An image makeover for nicotine: It shows promise against brain diseases

WASHINGTON - Despite its evil image, new research suggests that nicotine is a surprisingly potent drug for a variety of diseases that afflict the brain, including Alzheimer's, Parkinson's and Tourette's syndrome.

Many small studies over the past decade have explored the possible benefits of this ubiquitous drug. But the field appears to be taking on fresh life as doctors test nicotine patches for neurological diseases in both children and the elderly, and drug companies race to concoct nicotine substitutes that carry fewer side effects.

At a conference Monday, doctors said the field's first gold-standard study - one in which dummy treatments are rigorously compared with the real thing - suggests the patch shows real promise in children with Tourette's syndrome, a strange affliction in which victims are beset by spates of tics, shouted obscenities and violent urges.

Still, nicotine has many drawbacks, including its unsavory reputation as the addictive grabber in cigarettes. Some experts believe nicotine's real future is in fake forms of the drug.

''The problem with nicotine is that it is nicotine. You're asking parents to put their kids on nicotine,'' said Dr. Paul R. Sanberg of the University of South Florida, who has tested the drug on more than 100 young Tourette's patients.

Typically, doctors treat Tourette's with Haldol, a powerful tranquilizer that is also used against schizophrenia. In the latest study, Sanberg and colleagues combined nicotine patches and Haldol in 70 children, half of whom got dummy patches.

The study found those on nicotine did better and were able to control their symptoms with lower than usual doses of Haldol. ''The data suggest that a low-dose nicotine patch may be useful in Tourette's syndrome,'' said Sanberg.

He and others experimenting with nicotine described their research at a conference in Washington sponsored by the American Association for the Advancement of Science.

Nicotine patches and gum are available in drugstores without prescriptions. They are intended to help smokers wean themselves off cigarettes.

The researchers cautioned that smoking is a bad way to get medical nicotine. Besides the obvious cancer risk, drug levels spike much higher in cigarettes.

They also say more research is needed before nicotine patches become routine to treat diseases. However, Sanberg said that if Tourette's patients cannot control their symptoms with standard drugs, a low-dose patch might be worth trying.

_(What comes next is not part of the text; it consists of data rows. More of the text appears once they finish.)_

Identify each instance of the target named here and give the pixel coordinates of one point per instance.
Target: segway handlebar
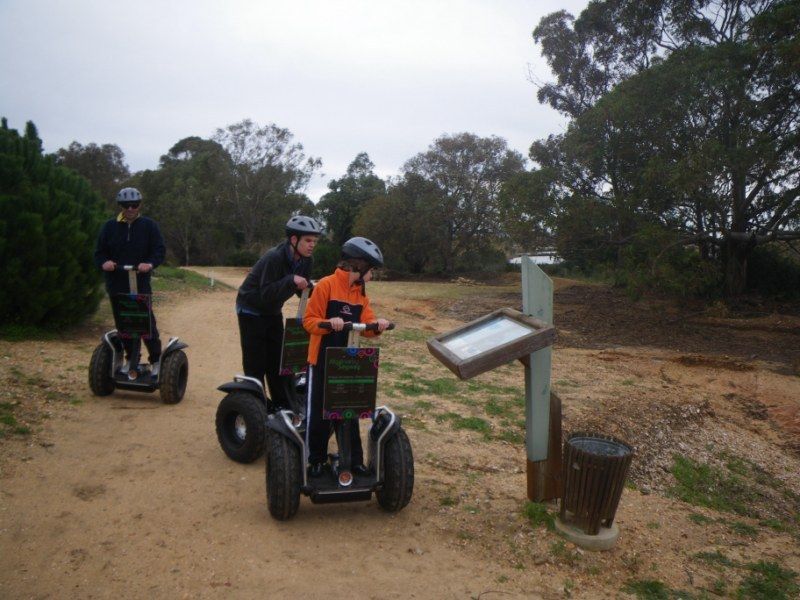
(356, 326)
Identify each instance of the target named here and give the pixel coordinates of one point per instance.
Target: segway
(108, 369)
(242, 414)
(350, 387)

Nicotine has been tested for many years in small-scale experiments against Alzheimer's disease and more recently against Parkinson's disease. Parkinson's causes tremors, rigid limbs and a shuffling walk, and like Alzheimer's, it may also result in problems with memory and thinking.

Dr. Paul Newhouse of the University of Vermont tried nicotine patches on 15 Parkinson's patients. Although there was no comparison group, his pilot study suggested that nicotine substantially improved their movement and relieved their mental difficulties.

Newhouse also tested a synthetic form of nicotine, Abbott Laboratories' ABT-418, on six Alzheimer's patients. Despite its small size, Newhouse said patients showed ''a significant improvement in verbal learning and memory'' on standardized tests.

Since no drug firms have exclusive rights to nicotine, researchers say companies have little interest in paying for studies to prove its health benefits. However, several are working on nicotine substitutes that can be patented. These drugs could be more precisely targeted against specific disorders, carry fewer side effects and be available as pills rather than patches.

Nicotine is thought to work by regulating the brain's levels of message-carrying chemicals, such as dopamine and acetylcholine. Researchers say they see no sign that patients get hooked on the patch. The main side effects are nausea and itching around the patch.

Another drawback of the patch is the possibility it might trigger heart attacks, as the much higher nicotine in cigarettes can. Sanberg said that in his studies, children's heart rates rise about 10 percent, but they show no other obvious heart effects.